HyperAgents — Reference
Source: Zhang et al. (2026). HyperAgents: Self-Referential Agents that Improve Their Own Improvement Process. arXiv:2603.19461. Meta / UBC / Vector Institute / Edinburgh. Code: https://github.com/facebookresearch/Hyperagents
Core Concept
Hyperagents are self-referential agents that integrate a task agent (which solves the task) and a meta agent (which modifies both itself and the task agent) into a single editable program. Crucially, the meta-level modification procedure is itself editable — enabling metacognitive self-modification.
Key Insight
Prior self-improving systems (like the Darwin Gödel Machine) use a fixed, handcrafted mechanism to generate improvements. The DGM relies on a fixed prompt that analyzes past results and generates improvement instructions. That mechanism cannot itself be improved — it bottlenecks the system.
Hyperagents solve this by making the improvement mechanism itself part of the editable program. The agent can improve:
- How it solves tasks (the task agent)
- How it generates future improvements (the meta agent)
This is metacognitive self-modification — improving the process of improvement.
Architecture: DGM-H (Darwin Gödel Machine with Hyperagents)
Archive of Hyperagents
│
├── Select parent (probabilistic, biased toward high performers)
│
├── Metacognitive Self-Modify
│ ├── Meta agent sees: past performances + its own repo
│ ├── Meta agent generates: code diff (new hyperagent)
│ └── The diff can modify BOTH the task agent AND the meta agent
│
├── Evaluate on computable tasks
│ ├── Task inputs → Task agent of new hyperagent → Solve task
│ └── Score the result
│
└── Add new hyperagent to archive (stepping stones for future)
Key Mechanisms
-
Open-ended exploration (archive). Maintains a growing population of hyperagent variants. Successful variants serve as stepping stones. Parent selection is probabilistic and inversely proportional to number of children (this encourages diversity rather than exploiting a single lineage).
-
Metacognitive self-modification. The agent improves its own improvement process. Examples discovered by DGM-H in the paper:
- Persistent memory (tracking what's been tried)
- Performance tracking (monitoring which changes helped)
- Structured evaluation pipelines (multi-stage with checklists)
- Domain knowledge accumulation (building internal knowledge bases)
-
Transfer across domains. Meta-level improvements (better self-improvement strategies) transfer to new domains. Hyperagents optimized on paper review + robotics tasks generated significantly better task agents on Olympiad-level math grading — a domain they never trained on.
Results (from the paper)
- Coding (Polyglot): 0.084 → 0.267 on full benchmark (comparable to handcrafted DGM)
- Paper review: 0.0 → 0.710 on test set (exceeds static baseline of 0.630)
- Robotics reward design: 0.060 → 0.372 on test set
- Cross-domain transfer: imp@50 = 0.639 on math grading, starting from paper review / robotics hyperagents
Ablation Results (what matters)
Both components are necessary for sustained improvement:
- Without self-improvement: DGM-H w/o self-improve achieves 0.0 on paper review, 0.213 on robotics. Metacognitive self-modification is essential.
- Without open-ended exploration: DGM-H w/o archive shows 0.0 on paper review, 0.116 on robotics.
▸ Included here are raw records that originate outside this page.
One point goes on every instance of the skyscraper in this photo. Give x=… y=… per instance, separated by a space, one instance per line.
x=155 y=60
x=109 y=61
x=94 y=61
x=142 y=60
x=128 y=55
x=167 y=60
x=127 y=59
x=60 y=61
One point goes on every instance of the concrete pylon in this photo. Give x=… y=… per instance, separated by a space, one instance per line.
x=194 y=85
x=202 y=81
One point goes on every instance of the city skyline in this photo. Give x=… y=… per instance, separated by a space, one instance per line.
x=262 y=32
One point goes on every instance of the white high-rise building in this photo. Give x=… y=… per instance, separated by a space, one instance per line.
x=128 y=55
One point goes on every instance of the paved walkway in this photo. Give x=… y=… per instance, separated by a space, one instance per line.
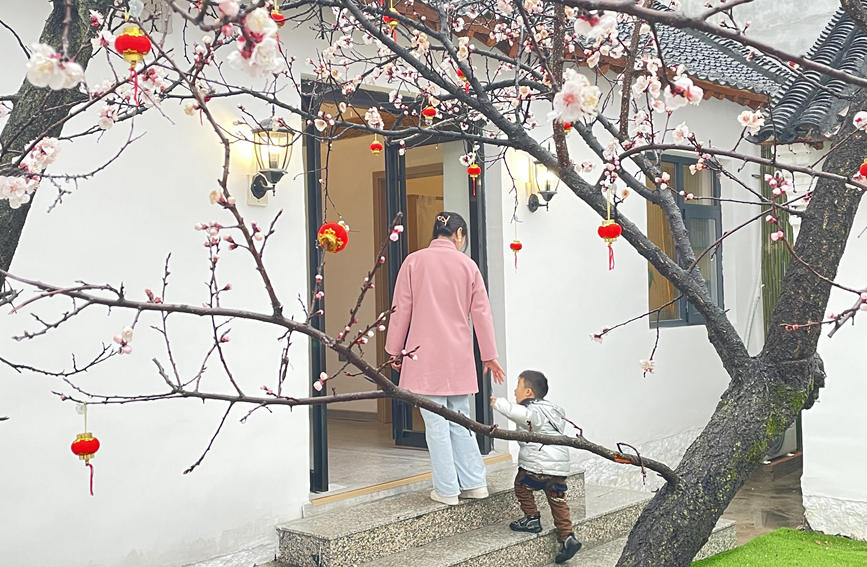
x=770 y=499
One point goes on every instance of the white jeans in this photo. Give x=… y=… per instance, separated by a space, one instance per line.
x=456 y=463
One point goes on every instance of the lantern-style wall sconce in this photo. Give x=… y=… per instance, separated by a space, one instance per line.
x=543 y=186
x=273 y=150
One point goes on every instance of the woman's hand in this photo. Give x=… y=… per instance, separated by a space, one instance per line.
x=496 y=370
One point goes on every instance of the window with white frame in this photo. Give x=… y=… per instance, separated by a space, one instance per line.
x=698 y=198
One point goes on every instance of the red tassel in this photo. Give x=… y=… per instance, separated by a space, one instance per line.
x=134 y=76
x=91 y=477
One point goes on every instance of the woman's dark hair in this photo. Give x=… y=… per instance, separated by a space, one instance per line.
x=447 y=223
x=536 y=381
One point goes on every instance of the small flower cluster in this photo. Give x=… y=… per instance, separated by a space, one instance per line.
x=752 y=121
x=18 y=189
x=124 y=339
x=682 y=91
x=395 y=233
x=576 y=98
x=779 y=183
x=212 y=231
x=699 y=165
x=258 y=51
x=46 y=68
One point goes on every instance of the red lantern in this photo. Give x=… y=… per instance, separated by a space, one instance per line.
x=376 y=146
x=392 y=23
x=133 y=45
x=466 y=81
x=516 y=247
x=333 y=236
x=608 y=231
x=429 y=113
x=278 y=18
x=473 y=170
x=86 y=446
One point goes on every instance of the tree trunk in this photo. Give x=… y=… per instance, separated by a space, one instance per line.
x=41 y=111
x=766 y=394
The archive of stepping stones is essential — you can't just keep the latest version.
Relevance to the Autoresearch Skill
| HyperAgents Concept | Autoresearch v2 Application |
|---|---|
| Metacognitive self-modification | Meta-reviewer can update research.md with learned insights |
| Archive of stepping stones | archive.json maintains top N diverse configs |
| Open-ended exploration | Coverage map steers toward unexplored parameter dimensions |
| Task agent + meta agent separation | Researcher (task) + Meta-reviewer (meta) |
| Parent selection with diversity bias | Branch from archive entries that are different from current |
Scope Note
The autoresearch skill in this repo is not a reimplementation of HyperAgents — it's a much simpler, file-based adaptation of a few of its ideas to the Karpathy-style experiment loop. In particular, autoresearch doesn't edit its own agent code at runtime. It only lets the meta-reviewer append domain insights and exploration strategy to research.md. For a full metacognitive agent architecture, go to the paper and the reference implementation.